Um presidente pode fazer muito contra o vírus

Menos de dois meses depois de tomar posse, o presidente Joe Biden mudou a realidade dos Estados Unidos, no que diz respeito ao coronavírus. O número de mortes por dia caiu do recorde de 4.103 no dia 27 de janeiro para 1.386 na quinta-feira. As mortes resultam de contaminações ocorridas três semanas antes.

A primeira autorização de vacina contra a Covid-19 nos EUA foi concedida à Pfizer no dia 11 de dezembro. Uma semana depois, dia 18, foi a vez da Moderna. As duas empresas são americanas, haviam recebido aportes e encomendas da Operação Velocidade Warp e já estavam fabricando vacinas antes da aprovação da FDA, a agência reguladora.

O então presidente Donald Trump prometeu que 20 milhões de doses seriam distribuídas até 31 de dezembro. Foram apenas 5 milhões. Depois de assumir, no dia 20 de janeiro, a equipe Biden passou a primeira semana no governo tentando rastrear fisicamente o que havia acontecido com 20 milhões de doses.

Pelos registros dos Centros de Controle e Prevenção de Doenças (CDC), 49 milhões de doses haviam sido distribuídas aos Estados, mas apenas 27 milhões, aplicadas. Dois milhões diziam respeito a um atraso de 72 horas no envio da informação pelos Estados; os outros 20 milhões, a deficiências logísticas.

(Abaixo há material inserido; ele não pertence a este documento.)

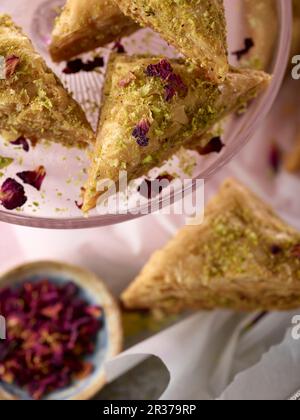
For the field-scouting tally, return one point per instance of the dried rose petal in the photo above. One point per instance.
(163, 70)
(249, 43)
(127, 80)
(75, 66)
(119, 47)
(296, 251)
(276, 249)
(151, 188)
(11, 63)
(21, 141)
(214, 146)
(92, 65)
(34, 178)
(175, 85)
(140, 133)
(50, 331)
(12, 194)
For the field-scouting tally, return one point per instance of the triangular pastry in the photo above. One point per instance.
(242, 257)
(33, 102)
(197, 28)
(152, 107)
(88, 24)
(263, 25)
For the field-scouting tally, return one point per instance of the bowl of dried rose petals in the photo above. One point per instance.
(61, 326)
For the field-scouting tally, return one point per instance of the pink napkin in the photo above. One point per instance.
(10, 249)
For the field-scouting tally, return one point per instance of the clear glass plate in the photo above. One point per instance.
(55, 206)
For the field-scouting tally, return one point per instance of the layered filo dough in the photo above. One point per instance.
(196, 28)
(136, 102)
(33, 102)
(85, 25)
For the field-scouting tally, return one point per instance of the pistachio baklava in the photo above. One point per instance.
(243, 257)
(196, 28)
(152, 107)
(88, 24)
(33, 102)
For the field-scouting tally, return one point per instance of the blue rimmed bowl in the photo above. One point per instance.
(109, 339)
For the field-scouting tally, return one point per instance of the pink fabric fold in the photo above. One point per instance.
(10, 248)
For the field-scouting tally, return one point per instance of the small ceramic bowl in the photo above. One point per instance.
(110, 337)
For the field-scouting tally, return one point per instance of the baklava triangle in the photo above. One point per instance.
(152, 107)
(243, 257)
(33, 102)
(88, 24)
(197, 28)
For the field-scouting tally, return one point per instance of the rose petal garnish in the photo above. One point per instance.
(55, 330)
(127, 80)
(75, 66)
(140, 133)
(5, 162)
(276, 249)
(12, 194)
(163, 70)
(119, 47)
(175, 84)
(34, 178)
(21, 141)
(296, 251)
(150, 188)
(215, 145)
(11, 63)
(249, 44)
(92, 65)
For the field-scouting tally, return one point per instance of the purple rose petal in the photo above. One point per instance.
(34, 178)
(12, 194)
(21, 141)
(11, 63)
(54, 329)
(174, 85)
(140, 133)
(163, 70)
(249, 44)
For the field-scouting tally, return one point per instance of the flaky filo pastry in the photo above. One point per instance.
(33, 102)
(263, 26)
(242, 257)
(85, 25)
(174, 109)
(196, 28)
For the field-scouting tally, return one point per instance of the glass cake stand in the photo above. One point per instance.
(55, 206)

Do lado da indústria farmacêutica, havia ainda gargalos de insumos e capacidade instalada. Durante a transição, a equipe Biden não tinha tido acesso às informações da força-tarefa da Casa Branca, porque ela própria estava desarticulada, e porque o então presidente Trump e seus auxiliares dificultavam esse acesso.

A equipe de Biden procurou, por canais informais, tomar pé o máximo possível da situação e, depois de assumir, percorrer todos os meandros e obstáculos, para agilizar a chegada das vacinas na ponta, a chamada “última milha”. 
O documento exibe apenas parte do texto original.